高取城 [2/6] 巨大石垣の松ノ門から郭内外を隔てる二ノ門まで。

高取城 訪問記 − 其ノ二(全六回)。

[概要]
七つ井戸から散策スタート。本丸は最後に見るとして、まずは大手門から伸びる武家屋敷が建ち並ぶ城内主要道路を散策。千早門、宇陀門へ。Part2では松ノ門から更に先を目指します。

Links: 高取城 訪問記(全六回)


<訪問記>

宇陀門の正面からスタート。

takatori2-5336宇陀門の正面は、すぐに次の門「松ノ門」の入口へ。次もガクンと高さが落ちるようだ。斜面に削平地を築いて武家屋敷を並べたからか、段曲輪(段々畑)のように全体が巨大な階段状になっていて、その段差の所に各城門が設置されている。

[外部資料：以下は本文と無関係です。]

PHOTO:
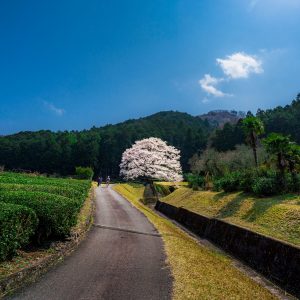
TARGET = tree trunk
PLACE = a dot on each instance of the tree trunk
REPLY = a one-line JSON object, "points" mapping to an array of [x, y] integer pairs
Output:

takatori2-5337松ノ門を降りる前に、道の正面を見てみる。枯れ草に覆われているが、石段ぽいところがある。低いながらも石垣が組まれている。縄張図を見ると、松ノ門の奥には結構広い侍屋敷があり、こちら側(松ノ門の内側)と同じ高さで広がっているようだ。そちらをちょいと覗いてみよう。

takatori2-5341松ノ門上の侍屋敷跡 内へ。中は整備されてなくて藪々、しかし松ノ門側だけは一部綺麗にされていて、そこには巨大なコンクリートブロックが並んでいた。これは松ノ門の高石垣が崩れそうなため、積み直しなどの根本対策「ではなく」、上に鉄網をかぶせて押さえ込み、網がずり落ちないように上からワイヤー支えているという。そのワイヤーの固定具がこのブロックだ。何というか、すごい対策だ。国指定史跡でもこんなことがまかり通るのか、という印象。

takatori2-5342コンクリートブロックのところから、松ノ門跡を見下ろす。枯れ草が積もり、石垣が崩れ、上からではその大きさがよく分からなかった。下へ降りてみよう。

takatori2-5344松ノ門の正面より。左が先ほど見た鉄網で抑えこまれた石垣。右側も侍屋敷の石垣だ。石垣の間を細い階段が通り、その突き当たりに城門があったようだ。なおその城門は廃城後に山麓へ移され小学校の校門として使われていたが、火災で破損、今は残された柱と桁を使った冠木門が山麓の児童公園の入口に設置されている。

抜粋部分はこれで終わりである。